1.scala读取tablestore数据
起始主键和结束主键均需构建
primaryKeyBuilder = PrimaryKeyBuilder.createPrimaryKeyBuilder()
否则会报错rowkey重复。
import com.alicloud.openservices.tablestore.SyncClient
import com.alicloud.openservices.tablestore.model._
import scala.collection.mutable.{ArrayBuffer, ListBuffer}
import scala.collection.JavaConversions._
case class OtsReadUtils() {
def otsRead(tableName: String, pkName: String, startPkValue: String, endPkValue: String): ListBuffer[Row] = {
val client = init
//getRow(client, "31", "id")
getRange(client, tableName, pkName, startPkValue, endPkValue)
}
def init: SyncClient = {
val endPoint = "http://dxl.com.cn"
val accessKeyId = "keyid"
val accessKeySecret = "333333333333"
val instanceName = "ssz"
new SyncClient(endPoint, accessKeyId, accessKeySecret, instanceName)
}
def getRow(client: SyncClient, pkValue: String, pkName: String): Unit = { //构造主键。

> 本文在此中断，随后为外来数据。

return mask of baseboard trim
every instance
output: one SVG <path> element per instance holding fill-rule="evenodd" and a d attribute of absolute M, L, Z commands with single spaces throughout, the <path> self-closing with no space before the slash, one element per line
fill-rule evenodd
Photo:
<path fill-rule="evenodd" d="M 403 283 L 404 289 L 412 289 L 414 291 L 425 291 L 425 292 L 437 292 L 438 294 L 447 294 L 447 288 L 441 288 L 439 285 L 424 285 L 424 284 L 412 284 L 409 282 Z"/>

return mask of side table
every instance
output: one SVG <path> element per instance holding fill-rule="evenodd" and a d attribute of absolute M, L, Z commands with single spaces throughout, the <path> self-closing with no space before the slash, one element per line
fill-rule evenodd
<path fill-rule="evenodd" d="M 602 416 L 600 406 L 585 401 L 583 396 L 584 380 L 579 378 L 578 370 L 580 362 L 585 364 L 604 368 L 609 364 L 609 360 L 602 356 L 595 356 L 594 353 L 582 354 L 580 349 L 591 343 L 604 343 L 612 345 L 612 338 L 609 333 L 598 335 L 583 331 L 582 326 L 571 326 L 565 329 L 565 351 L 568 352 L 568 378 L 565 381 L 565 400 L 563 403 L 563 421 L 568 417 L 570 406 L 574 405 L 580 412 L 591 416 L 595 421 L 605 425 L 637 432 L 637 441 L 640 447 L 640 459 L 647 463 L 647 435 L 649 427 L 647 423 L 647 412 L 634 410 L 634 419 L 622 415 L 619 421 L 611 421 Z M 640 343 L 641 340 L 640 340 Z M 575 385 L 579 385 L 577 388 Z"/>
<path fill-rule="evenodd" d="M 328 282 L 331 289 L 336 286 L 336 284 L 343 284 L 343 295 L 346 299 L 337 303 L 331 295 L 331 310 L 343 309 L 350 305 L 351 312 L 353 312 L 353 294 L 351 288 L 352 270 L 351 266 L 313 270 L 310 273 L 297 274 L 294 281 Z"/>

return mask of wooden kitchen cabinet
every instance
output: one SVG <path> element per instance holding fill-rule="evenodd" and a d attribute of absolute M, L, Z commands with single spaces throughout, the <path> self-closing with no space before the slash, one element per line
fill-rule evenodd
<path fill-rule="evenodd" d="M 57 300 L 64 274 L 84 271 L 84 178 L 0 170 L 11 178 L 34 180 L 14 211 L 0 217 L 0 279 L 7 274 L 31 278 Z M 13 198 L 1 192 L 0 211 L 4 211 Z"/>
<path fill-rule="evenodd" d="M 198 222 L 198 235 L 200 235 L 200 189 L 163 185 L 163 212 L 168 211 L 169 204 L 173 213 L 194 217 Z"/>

val primaryKeyBuilder = PrimaryKeyBuilder.createPrimaryKeyBuilder
primaryKeyBuilder.addPrimaryKeyColumn(pkName, PrimaryKeyValue.fromString(pkValue))
val primaryKey = primaryKeyBuilder.build
//读取⼀⾏数据。
val criteria = new SingleRowQueryCriteria("test03", primaryKey) // table name
//设置读取最新版本。
criteria.setMaxVersions(1)
var getRowResponse = client.getRow(new GetRowRequest(criteria))
var row = getRowResponse.getRow
println("读取完毕,结果为: ")
//println(row)
//设置读取某些列。
criteria.addColumnsToGet("Col0") // column name
getRowResponse = client.getRow(new GetRowRequest(criteria))
row = getRowResponse.getRow
println("读取完毕,结果为:")
//println(row)
}
/**
* FF yyyyMMdd device_id hhmiss
*
* @param client
* @param startPkValue
* @param endPkValue
*/
def getRange(client: SyncClient, tableName: String, pkName: String, startPkValue: String, endPkValue: String): ListBuffer[Row] = {
val rangeRowQueryCriteria: RangeRowQueryCriteria = new RangeRowQueryCriteria(tableName)
//设置起始主键。
var primaryKeyBuilder: PrimaryKeyBuilder = PrimaryKeyBuilder.createPrimaryKeyBuilder()
primaryKeyBuilder.addPrimaryKeyColumn(pkName, PrimaryKeyValue.fromString(startPkValue))
rangeRowQueryCriteria.setInclusiveStartPrimaryKey(primaryKeyBuilder.build())
//设置结束主键。
primaryKeyBuilder = PrimaryKeyBuilder.createPrimaryKeyBuilder()
primaryKeyBuilder.addPrimaryKeyColumn(pkName, PrimaryKeyValue.fromString(endPkValue));
rangeRowQueryCriteria.setExclusiveEndPrimaryKey(primaryKeyBuilder.build());
rangeRowQueryCriteria.setMaxVersions(1);
println("GetRange的结果为:");
var list = ListBuffer[Row]()
while (true) {
val getRangeResponse: GetRangeResponse = client.getRange(new GetRangeRequest(rangeRowQueryCriteria));
list = list ++ getRangeResponse.getRows()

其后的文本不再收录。